Corelight automates Tailscale ACLs with AWS resource tags: Security engineering

Corelight is a cybersecurity company that develops network detection and response (NDR) technology, who previously joined us to explain how adopting Tailscale significantly improved their networking security, user experience, and access control. Now, Chandan Chowdhury, Senior Security Infrastructure Engineer at Corelight, drops by for a technical deep dive on their automated system for generating Tailscale Access Control Lists (ACLs) directly from AWS resource tags. If you're interested in an exploration of the business side of things, check out part one to learn about how Corelight saved thousands annually from fewer connection issues.

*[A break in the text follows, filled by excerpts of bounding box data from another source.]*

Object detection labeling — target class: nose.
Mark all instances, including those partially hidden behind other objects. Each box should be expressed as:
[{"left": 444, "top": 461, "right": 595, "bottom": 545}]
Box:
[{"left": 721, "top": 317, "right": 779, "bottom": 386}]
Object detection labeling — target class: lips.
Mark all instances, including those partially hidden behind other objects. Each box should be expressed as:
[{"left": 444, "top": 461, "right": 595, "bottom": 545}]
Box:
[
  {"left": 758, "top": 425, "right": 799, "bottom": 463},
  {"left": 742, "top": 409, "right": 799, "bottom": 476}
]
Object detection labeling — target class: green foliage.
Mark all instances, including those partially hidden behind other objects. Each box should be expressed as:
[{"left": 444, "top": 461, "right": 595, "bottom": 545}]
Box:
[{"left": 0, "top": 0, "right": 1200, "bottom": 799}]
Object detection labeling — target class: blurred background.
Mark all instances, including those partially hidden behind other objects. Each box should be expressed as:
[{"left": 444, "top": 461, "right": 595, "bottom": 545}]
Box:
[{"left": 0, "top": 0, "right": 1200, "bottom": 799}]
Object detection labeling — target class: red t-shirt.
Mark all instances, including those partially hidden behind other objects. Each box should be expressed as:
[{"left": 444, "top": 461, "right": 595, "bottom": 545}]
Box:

Traditional network security often involves cross-team approval and manual configuration files that quickly become outdated and error-prone. This automated approach with Tailscale eliminates manual errors, provides clear audit trails, and ensures that access policies remain synchronized with actual resources.

“The tag-driven approach to Tailscale ACL management has significantly reduced Corelight's operational overhead while improving security posture. The system currently manages access for hundreds of resources across dozens of AWS accounts through simple, standardized resource tags.”
Chandan ChowdhurySenior Security Infrastructure Engineer

The challenge

Managing network access policies across multiple AWS accounts, regions, and hundreds of resources is a daunting task, and Corelight’s team faced several challenges:

Scale: Corelight has dozens of AWS accounts with resources across multiple regions. Change was slow within the Ops team while waiting for cross-team review and approval from security
Consistency: Corelight's access policies weren’t synchronized with the actual infrastructure
Maintenance: Corelight's manual updates were prone to human error
Compliance: Maintaining audit trails and proper access controls created chronic maintenance burdens

The solution: Tag-driven ACL generation

To address these challenges, Corelight’s system automatically generates Tailscale ACLs by reading standardized tags from AWS resources. This is an overview of the architecture:

How it works

The five-step process includes: resource discovery, tag processing, ACL generation, user resolution, and validation and deployment.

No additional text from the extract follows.